The Atlantic hat ein Suchtool für Trainingsdatensätze veröffentlicht, in denen Werke zahlreicher australischer Künstler auftauchen, darunter Nick Cave, Kylie Minogue, Powderfinger, Jimmy Barnes, Paul Dempsey und Bernard Fanning. Paul Dempsey fand nach eigenen Angaben den kompletten Katalog von Something For Kate sowie Solo-Songs in den Daten und kritisiert, dass ausgehandelte Rechte und faire Nutzungsbedingungen faktisch ausgehebelt würden.

Nauti's Take

Das stärkste Argument der Musiker ist nicht Nostalgie, sondern Marktmacht. Wer ganze Musikkataloge erst einsaugt und später über Lizenzen reden will, dreht die Reihenfolge sauberer Märkte um.
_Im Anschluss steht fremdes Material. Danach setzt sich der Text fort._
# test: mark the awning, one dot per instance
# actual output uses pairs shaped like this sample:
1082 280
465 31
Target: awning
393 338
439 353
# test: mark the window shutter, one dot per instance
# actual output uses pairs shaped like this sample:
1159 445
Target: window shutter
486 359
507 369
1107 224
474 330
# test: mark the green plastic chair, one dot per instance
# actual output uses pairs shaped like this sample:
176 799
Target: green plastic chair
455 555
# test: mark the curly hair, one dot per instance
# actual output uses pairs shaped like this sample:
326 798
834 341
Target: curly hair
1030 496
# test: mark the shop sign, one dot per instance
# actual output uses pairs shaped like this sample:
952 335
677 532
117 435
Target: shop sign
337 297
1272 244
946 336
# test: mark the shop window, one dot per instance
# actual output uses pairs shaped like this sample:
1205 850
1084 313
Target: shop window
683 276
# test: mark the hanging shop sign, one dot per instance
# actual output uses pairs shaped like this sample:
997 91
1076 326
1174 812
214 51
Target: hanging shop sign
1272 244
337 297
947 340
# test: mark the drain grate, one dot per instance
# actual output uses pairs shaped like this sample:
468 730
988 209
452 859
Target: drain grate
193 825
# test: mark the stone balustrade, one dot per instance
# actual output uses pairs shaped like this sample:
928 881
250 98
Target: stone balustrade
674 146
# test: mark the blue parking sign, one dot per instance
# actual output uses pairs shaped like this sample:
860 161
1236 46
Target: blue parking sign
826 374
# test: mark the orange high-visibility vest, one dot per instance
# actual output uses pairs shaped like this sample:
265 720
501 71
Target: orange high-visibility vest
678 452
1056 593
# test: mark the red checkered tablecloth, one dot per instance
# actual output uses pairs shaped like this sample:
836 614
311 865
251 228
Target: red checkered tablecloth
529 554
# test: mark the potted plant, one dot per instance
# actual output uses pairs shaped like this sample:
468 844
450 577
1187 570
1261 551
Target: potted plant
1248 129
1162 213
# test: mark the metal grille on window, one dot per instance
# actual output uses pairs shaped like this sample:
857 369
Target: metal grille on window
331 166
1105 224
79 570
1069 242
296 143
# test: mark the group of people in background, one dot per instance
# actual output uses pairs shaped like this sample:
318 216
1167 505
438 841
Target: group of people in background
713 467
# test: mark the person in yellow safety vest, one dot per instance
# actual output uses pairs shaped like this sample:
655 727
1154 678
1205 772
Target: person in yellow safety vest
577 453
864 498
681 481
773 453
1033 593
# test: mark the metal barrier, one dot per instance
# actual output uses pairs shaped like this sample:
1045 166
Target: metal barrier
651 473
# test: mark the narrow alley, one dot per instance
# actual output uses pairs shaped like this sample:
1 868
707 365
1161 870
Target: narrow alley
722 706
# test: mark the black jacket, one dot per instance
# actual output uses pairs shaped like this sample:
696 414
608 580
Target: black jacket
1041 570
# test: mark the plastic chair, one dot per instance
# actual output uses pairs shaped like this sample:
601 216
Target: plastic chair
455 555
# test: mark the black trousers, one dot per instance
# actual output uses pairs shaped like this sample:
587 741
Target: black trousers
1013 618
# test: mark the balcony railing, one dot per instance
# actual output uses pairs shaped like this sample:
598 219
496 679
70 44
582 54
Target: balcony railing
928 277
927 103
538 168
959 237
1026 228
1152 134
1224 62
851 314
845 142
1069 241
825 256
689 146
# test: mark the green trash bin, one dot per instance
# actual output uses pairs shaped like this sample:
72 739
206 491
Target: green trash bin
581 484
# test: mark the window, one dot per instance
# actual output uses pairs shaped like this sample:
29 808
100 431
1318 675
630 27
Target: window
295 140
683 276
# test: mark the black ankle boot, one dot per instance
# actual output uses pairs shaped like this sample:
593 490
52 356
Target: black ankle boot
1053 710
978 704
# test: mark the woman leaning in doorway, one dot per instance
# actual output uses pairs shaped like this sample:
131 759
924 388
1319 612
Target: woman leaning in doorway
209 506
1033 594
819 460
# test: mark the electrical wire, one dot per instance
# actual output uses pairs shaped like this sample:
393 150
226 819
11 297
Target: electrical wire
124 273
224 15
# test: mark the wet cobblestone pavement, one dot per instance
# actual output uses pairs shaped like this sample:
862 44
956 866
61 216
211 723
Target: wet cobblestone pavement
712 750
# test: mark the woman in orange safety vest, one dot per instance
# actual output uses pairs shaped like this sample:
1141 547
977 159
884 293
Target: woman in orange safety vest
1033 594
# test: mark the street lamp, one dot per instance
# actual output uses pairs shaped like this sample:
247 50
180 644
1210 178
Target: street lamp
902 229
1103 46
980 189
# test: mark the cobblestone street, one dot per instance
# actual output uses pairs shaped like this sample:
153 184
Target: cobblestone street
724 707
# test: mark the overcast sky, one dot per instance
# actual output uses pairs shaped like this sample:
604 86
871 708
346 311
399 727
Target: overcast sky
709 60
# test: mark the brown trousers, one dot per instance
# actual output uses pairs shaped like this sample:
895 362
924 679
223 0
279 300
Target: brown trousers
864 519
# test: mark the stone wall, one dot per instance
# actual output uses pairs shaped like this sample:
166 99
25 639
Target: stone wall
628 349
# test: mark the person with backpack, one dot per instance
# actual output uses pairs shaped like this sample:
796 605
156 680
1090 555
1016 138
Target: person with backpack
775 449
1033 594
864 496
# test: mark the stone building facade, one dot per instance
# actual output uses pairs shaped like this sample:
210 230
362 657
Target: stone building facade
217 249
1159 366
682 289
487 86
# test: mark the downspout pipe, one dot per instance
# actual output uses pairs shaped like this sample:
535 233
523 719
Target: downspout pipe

Gleichzeitig bleibt wichtig: Ein Treffer in einem Datensatz ist noch kein vollständiger Beweis für konkretes Modelltraining. Genau deshalb braucht die Debatte weniger Empörungsschaum und mehr harte Offenlegungspflichten: Welche Werke wurden gesammelt, welche wurden genutzt, wer verdient daran und wie werden Rechteinhaber bezahlt?

Einordnunganzeigen

Der Streit zeigt, warum AI-Musik nicht nur ein Technikthema ist. Wenn Kataloge massenhaft gesammelt werden, bevor Rechte geklärt sind, verlieren Künstler Verhandlungsmacht genau dort, wo ihr Werk zum Rohstoff wird. Australien hat Data-Mining-Ausnahmen zuletzt abgelehnt, doch der Druck der Tech-Branche bleibt.